One of my fellow travelers was a student at an expensive, private university. Upon discovering that we lived fewer than three miles apart, he asked me if I would give him a ride for the final leg home. I happily agreed.
As I was giving him a lift home, I learned a lot about him: his name, where he grew up, where he goes to school, his major, what his parents do for a living, his own career aspirations when he graduates in a few months. We even discovered that we have an acquaintance in common. Meanwhile, I made a few mentions of my children, such as my 19-year-old son is living in Brazil, my husband teaches at a local university. Conversation starters.
In the same 45 minute ride, he didn’t ask me a single question, not even name.
I’ll confess I felt a little invisible. I find it easy to ask people about themselves. I genuinely enjoy doing it. It’s one of my strengths, and we’re often exasperated with people who aren’t likewise adept at the things that we do well.
But here’s the real takeaway from this chance encounter: this young man is looking for a job when he graduates in a month. His parents are concerned that he doesn’t have employment lined up for the rapidly approaching day when he commences from his education, a several hundred thousand dollar investment. I could have potentially helped him if he’d just shown a little of the moxie that would have motivated me to recommend him.
The client I’d been with in Tampa is the CEO of a real estate construction and development company, the exact industry this young man wants to enter. I could have called, and said, “I just met this terrific guy; why don’t you speak to him?” Would the CEO have given him a job? Not necessarily. But on my recommendation, I think he would have given him a listen. If this seemingly capable, but ultimately undistinguished young man had opened up his network, he might today be interviewing for a really great job.
Contrast this experience with the son of one of my childhood friends, Alexander. He struck up a conversation with a gentleman on an Amtrak train, stayed in touch, and is now going to work for him this summer.

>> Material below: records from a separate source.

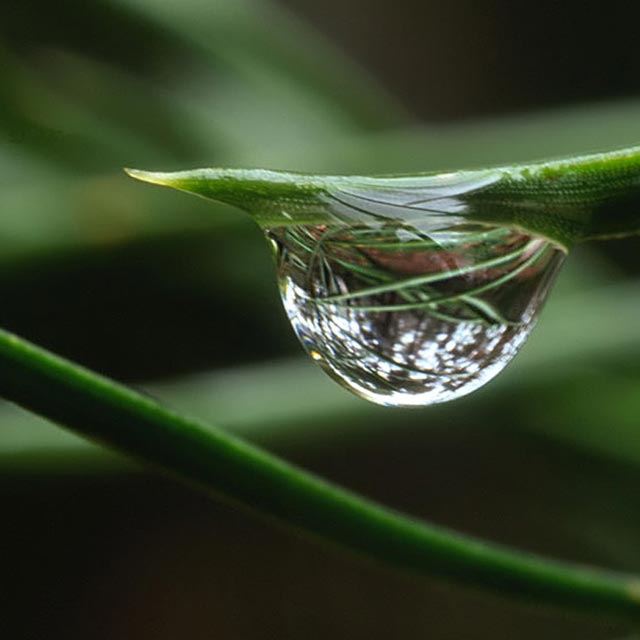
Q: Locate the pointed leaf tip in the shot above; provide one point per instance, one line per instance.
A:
(152, 177)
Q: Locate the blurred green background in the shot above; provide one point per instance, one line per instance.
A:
(177, 297)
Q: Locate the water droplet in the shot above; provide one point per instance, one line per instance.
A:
(408, 317)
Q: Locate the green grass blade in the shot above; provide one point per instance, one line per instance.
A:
(100, 409)
(566, 201)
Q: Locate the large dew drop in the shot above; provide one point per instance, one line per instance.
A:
(407, 318)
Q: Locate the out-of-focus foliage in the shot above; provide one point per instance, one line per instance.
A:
(177, 296)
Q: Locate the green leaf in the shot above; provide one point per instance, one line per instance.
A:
(566, 201)
(100, 409)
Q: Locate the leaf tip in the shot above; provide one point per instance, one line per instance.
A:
(152, 177)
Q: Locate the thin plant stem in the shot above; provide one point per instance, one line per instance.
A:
(229, 468)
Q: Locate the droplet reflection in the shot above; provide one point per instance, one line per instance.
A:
(406, 318)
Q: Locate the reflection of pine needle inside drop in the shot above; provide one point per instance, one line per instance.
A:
(332, 257)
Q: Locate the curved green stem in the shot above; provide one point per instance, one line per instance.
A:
(566, 201)
(102, 410)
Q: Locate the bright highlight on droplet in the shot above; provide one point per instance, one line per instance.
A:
(407, 318)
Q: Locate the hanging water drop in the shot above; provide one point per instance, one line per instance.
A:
(405, 318)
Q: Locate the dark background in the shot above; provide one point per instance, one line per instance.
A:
(177, 298)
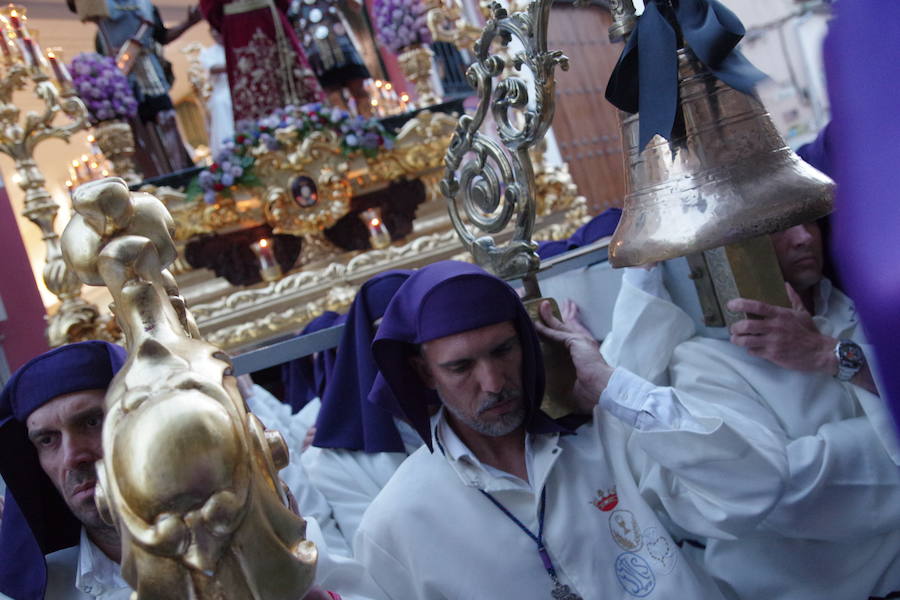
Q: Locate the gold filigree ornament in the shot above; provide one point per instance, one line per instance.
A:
(62, 114)
(308, 187)
(189, 477)
(494, 179)
(447, 23)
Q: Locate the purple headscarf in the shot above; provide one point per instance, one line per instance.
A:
(600, 226)
(443, 299)
(36, 520)
(347, 419)
(818, 152)
(861, 62)
(304, 378)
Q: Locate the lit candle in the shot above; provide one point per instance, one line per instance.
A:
(379, 236)
(4, 46)
(59, 69)
(268, 266)
(26, 50)
(15, 21)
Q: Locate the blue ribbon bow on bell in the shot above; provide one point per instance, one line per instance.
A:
(645, 79)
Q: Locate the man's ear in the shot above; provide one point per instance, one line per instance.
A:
(420, 366)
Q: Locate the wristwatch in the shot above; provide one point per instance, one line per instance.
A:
(850, 359)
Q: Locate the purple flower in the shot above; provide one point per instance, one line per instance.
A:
(397, 22)
(103, 88)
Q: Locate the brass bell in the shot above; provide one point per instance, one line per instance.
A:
(730, 177)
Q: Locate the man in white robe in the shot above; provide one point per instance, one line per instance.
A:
(835, 534)
(51, 417)
(503, 502)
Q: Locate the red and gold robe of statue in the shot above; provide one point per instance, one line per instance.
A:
(267, 68)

My brief encounter with this college student left me wondering about the opportunities I miss. For example, there was another passenger in the van, traveling from Germany to visit her daughter. I really liked her. I wish I’d asked her name. Would it have led to a business opportunity? I have no idea. It doesn’t matter, really, because there would be one more interesting person in the world who I know.
We all need to feel that we belong. A sense of belonging gives us the confidence to climb a new curve. But if we’re too comfortable with our place in the world, it’s easy to believe that the way things are is the only way they should be. We battle this mindset as we open up our network, especially to people who are unlike us, and ask questions, solicit opinions, and entertain new possibilities, rather than focusing inward.
In business as in life, are based on reciprocity. Our real advantages, both concrete and less tangible, are gained through humility, through putting ourselves in one-down relationships with those who know more than we do.
We really do know less than we think we do; open up, and we will learn more.
If we’ll extend ourselves in this way, the research suggests we are 2x more likely to enjoy breakthrough ideas. We do have to be open to something (or someone) new, instead of focused on the same old thing, especially if that same old thing is ourselves.